My bf thinks I have some level of autism, which I have doubts about. In some ways, it would be a relief to think that, because then it would mean I don't have to feel guilty because I'm not trying hard enough. I feel like social anxiety is something I should be able to overcome and when it doesn't seem to get much better or I have a bad day, then it's just me being rubbish and awkward. A diagnosis would seem to offer a break from that, because while there are strategies a person can use to manage better, if you're neurodiverse, you're neurodiverse, and it's not a question of "getting over it" by putting enough effort in. But I dunno, I feel like it's a "popular" diagnosis and for people to claim it sometimes seems like appropriation. While when I do those online questionnaires about it I come out as likely, I wonder who wouldn't. 

Anyway, today the social anxiety was looming large - I guess partly sparked by having ducked phoning them to let them know T wouldn't be attending his appointment as unwell. In fairness, I only knew the night before - but really I could have called their answering machine, and that would have been better. Why didn't I do that? Phoning them first thing to let them know seemed too late and not worth it, and then I was nervous about going myself in case they were cross about it. But they were fine. 

I also got the time slightly wrong and turned up early so was sort of adding up minor stresses about it - all entirely of my own making - could have checked the appointment card before leaving, even thought I should, but did not. 

It's funny how I react to things - head massage is fine, but occasionally feels like my head is a big pimple they're trying to pop - they ask me if the pressure is OK, and I say yes. Mostly it is, sometimes it's nice, sometimes it's head-pimple-time.

Is the water too hot? Sometimes. Will I say? I will not. 

And when they ask me about using the massage chair function, I always say no, because it feels sort of wrong, indecent(?) to have a massage in public. What is going on there?! Maybe I'd like it. Why am I so horrified by the idea? I think it's the prospect I might enjoy it that worries me most, to be honest.

When the lady beside me accepts a hand massage, I'm a bit nonplussed and repulsed by it - why would you want that? 

People, well, women really, sometimes talk excitedly about spa days and "pampering", and it feels like the last thing I would want. 

And I'm not sure what is at root here. There's my personal discomfort about having someone in the service position, I think - some sort of idea of hierarchy of the Indulged and the wage slave, I guess? And I have a kind of horror of touching strangers, even in these perfectly socially acceptable, everyday ways. Hmm. I presume that the people who go into jobs such as hairdressing, manicure, massage etc largely do not share that horror. I hope not, anyway. 

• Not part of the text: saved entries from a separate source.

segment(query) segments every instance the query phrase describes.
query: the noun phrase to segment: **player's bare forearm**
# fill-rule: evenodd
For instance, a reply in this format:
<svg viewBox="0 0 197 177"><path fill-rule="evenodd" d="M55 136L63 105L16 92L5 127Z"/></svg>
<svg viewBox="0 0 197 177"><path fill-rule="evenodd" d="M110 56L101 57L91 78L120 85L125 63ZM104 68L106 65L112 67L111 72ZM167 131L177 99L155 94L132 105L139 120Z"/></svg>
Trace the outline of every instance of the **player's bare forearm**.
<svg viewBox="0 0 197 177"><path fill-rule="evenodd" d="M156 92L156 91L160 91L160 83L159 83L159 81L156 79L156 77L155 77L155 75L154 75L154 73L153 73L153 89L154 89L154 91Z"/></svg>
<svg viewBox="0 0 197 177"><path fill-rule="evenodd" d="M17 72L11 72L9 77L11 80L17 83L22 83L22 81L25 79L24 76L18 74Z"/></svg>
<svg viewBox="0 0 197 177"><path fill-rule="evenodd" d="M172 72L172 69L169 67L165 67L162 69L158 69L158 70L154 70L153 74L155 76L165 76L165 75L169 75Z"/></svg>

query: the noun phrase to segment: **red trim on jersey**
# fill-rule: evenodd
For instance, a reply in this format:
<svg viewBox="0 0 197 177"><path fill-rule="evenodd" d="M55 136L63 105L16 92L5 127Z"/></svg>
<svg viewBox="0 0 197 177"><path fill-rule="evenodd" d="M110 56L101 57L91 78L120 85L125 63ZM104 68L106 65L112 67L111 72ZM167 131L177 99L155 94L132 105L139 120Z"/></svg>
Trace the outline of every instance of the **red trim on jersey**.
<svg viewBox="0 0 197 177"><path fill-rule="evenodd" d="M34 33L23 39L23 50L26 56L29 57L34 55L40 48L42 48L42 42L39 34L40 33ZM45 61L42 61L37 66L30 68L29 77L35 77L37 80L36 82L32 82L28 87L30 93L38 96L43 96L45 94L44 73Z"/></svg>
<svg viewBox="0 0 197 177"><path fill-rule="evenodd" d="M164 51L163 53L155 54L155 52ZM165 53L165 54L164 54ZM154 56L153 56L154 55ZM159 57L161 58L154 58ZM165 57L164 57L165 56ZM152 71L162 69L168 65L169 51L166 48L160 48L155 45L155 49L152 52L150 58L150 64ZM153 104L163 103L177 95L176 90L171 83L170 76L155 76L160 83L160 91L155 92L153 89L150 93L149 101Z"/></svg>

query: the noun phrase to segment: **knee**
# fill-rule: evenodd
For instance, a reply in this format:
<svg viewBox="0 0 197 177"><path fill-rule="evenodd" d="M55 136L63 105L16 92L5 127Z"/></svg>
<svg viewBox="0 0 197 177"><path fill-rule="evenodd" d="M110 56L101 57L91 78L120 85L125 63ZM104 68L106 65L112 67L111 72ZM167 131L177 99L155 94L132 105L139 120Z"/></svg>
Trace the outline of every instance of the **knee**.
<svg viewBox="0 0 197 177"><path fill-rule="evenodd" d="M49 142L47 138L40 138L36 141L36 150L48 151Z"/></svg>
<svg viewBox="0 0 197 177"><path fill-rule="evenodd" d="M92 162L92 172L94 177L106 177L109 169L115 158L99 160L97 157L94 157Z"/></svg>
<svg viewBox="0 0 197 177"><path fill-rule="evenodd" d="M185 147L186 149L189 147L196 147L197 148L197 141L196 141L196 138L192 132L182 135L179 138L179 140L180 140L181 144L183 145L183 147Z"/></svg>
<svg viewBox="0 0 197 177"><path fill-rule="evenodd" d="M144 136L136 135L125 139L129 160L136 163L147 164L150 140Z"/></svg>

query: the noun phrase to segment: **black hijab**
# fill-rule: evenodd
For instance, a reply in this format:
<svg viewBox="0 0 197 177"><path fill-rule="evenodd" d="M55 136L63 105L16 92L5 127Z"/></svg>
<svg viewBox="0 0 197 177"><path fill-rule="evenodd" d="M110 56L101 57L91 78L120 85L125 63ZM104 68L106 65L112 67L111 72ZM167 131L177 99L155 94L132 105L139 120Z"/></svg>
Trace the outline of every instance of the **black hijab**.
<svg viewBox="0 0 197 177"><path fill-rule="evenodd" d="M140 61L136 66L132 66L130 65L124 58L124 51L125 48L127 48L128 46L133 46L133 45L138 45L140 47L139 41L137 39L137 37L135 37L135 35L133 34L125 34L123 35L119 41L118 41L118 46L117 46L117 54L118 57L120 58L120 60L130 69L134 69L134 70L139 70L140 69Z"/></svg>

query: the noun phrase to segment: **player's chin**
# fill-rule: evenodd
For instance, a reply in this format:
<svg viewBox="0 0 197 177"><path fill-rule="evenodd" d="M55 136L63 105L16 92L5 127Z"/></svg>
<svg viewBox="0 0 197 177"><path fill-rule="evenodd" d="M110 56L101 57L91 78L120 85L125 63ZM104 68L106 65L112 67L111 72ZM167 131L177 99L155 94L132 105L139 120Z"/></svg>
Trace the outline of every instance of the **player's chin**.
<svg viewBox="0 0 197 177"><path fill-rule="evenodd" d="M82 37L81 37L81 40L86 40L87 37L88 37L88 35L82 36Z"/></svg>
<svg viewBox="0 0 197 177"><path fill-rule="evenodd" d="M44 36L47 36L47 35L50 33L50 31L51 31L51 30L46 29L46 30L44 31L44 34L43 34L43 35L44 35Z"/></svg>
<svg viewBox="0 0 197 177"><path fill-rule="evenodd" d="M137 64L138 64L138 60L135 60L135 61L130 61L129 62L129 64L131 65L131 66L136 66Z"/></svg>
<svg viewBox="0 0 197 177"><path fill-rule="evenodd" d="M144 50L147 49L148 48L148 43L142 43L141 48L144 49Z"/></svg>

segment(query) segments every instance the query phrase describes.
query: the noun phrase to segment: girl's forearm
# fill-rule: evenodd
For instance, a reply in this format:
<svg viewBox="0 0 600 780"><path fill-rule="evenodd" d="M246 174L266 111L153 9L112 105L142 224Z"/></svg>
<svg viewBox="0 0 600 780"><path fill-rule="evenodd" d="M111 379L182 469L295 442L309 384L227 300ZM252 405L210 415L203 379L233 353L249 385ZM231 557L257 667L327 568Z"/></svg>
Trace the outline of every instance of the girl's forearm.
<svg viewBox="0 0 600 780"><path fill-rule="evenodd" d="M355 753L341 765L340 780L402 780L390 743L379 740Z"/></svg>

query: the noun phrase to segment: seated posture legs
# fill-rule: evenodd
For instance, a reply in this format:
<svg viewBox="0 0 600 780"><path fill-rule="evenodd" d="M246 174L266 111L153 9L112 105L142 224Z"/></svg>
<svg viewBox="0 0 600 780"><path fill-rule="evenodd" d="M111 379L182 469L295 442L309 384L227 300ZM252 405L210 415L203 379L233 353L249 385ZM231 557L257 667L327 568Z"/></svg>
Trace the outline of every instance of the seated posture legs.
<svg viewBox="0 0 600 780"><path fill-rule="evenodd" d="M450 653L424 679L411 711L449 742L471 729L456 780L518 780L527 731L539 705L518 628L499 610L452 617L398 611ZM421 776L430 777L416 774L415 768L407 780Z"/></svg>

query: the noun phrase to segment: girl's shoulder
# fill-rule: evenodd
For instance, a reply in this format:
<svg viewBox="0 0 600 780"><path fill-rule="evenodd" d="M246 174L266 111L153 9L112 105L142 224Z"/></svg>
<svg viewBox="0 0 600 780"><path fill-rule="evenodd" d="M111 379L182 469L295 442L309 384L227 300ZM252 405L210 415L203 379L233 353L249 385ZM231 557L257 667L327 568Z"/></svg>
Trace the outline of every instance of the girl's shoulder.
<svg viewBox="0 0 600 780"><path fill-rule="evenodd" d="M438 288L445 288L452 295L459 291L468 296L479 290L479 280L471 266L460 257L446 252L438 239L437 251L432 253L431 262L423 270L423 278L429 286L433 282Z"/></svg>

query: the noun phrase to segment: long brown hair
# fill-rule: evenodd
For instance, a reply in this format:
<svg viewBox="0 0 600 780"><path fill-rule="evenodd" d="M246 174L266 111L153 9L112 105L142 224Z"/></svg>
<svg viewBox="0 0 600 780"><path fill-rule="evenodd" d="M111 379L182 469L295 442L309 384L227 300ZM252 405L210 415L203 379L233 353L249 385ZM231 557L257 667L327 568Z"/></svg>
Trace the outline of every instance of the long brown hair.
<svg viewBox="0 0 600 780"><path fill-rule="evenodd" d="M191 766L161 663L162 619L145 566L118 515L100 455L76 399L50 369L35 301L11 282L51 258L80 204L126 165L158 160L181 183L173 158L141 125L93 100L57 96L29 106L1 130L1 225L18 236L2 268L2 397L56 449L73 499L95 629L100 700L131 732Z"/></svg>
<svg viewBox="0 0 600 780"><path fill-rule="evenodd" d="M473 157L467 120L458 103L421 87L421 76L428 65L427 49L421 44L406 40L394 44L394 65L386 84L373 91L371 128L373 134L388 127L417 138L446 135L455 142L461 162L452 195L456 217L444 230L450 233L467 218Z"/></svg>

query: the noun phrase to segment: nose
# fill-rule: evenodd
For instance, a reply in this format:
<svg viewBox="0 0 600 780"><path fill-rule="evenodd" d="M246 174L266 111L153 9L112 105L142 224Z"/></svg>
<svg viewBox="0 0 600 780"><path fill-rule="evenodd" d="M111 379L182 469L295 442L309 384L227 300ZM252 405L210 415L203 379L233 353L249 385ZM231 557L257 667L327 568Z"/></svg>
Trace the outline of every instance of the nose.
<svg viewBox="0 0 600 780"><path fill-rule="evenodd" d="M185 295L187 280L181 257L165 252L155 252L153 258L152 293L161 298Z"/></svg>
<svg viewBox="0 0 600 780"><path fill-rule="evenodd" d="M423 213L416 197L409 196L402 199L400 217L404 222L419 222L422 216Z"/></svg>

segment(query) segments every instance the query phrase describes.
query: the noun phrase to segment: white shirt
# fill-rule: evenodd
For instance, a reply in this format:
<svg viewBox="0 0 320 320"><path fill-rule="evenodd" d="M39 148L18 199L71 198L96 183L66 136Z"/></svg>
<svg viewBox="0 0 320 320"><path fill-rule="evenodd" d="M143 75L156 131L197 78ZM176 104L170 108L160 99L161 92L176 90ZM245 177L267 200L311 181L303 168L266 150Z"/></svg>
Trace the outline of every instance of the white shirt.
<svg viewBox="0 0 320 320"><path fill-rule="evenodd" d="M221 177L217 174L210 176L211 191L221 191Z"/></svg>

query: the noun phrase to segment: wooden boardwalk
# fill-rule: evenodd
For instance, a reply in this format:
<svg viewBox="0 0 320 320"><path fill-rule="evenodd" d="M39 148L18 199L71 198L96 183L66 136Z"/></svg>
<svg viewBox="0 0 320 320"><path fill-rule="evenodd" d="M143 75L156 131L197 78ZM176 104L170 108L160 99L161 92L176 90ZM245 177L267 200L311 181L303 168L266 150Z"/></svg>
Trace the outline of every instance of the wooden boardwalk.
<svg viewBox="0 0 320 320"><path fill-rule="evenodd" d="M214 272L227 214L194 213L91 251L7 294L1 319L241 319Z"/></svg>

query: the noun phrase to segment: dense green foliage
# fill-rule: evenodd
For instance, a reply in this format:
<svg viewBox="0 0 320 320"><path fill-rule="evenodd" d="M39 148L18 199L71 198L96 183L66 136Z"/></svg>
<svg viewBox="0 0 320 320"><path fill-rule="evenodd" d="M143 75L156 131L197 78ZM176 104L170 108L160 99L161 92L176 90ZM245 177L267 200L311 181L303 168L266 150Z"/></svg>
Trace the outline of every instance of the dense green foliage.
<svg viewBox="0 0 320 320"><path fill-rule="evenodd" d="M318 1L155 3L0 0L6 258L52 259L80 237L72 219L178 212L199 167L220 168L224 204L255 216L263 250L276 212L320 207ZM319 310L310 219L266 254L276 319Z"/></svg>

There's a bit of a puritanical thread, something about vanity and indolence. I feel like it might be coming from my granny, but I don't know - she gets a lot of blame for stuff. 

Mum never really wore much make-up - I think she'd have foundation and mascara maybe - but she was in a very physical job, very male-dominated, so it was just not practical, and it was always jeans and jumpers, and like country-living and horses and such for me growing up. Which it's not impossible to combine make-up and fashion into, but I never was much interested. 

I remember playing with make-up with my cousin and I was getting her to try terrible combinations of colours on herself, and then she did me; I was quite shocked and hurt when she had done awful make-up on me in return. Which is entirely unreasonable, looking back!

My whole life, make-up has just been for special occasions and it feels weird on my face if I do wear it. I'd say about 50% of the times I do put it on, I end up wiping it all off again. 

And I don't really like to spend much time looking at myself in mirrors - I do it, and feel a tiny bit guilty and like someone might catch me at it. Perpetually faintly embarrassed someone might see me checking myself out! Thus, sitting in front of a big mirror at a salon for ages feels weird and uncomfortable. 

And the general hubbub of chatter and blowers - it feels vertiginous and so very alien.

When it was finished, I was relieved: a few times I had considered getting up and leaving partway through. It's not always like this - I must remember that so I don't stop going. Although that vertiginous feeling is a regular feature. 

I tip reasonably well in recompense for being slightly odd.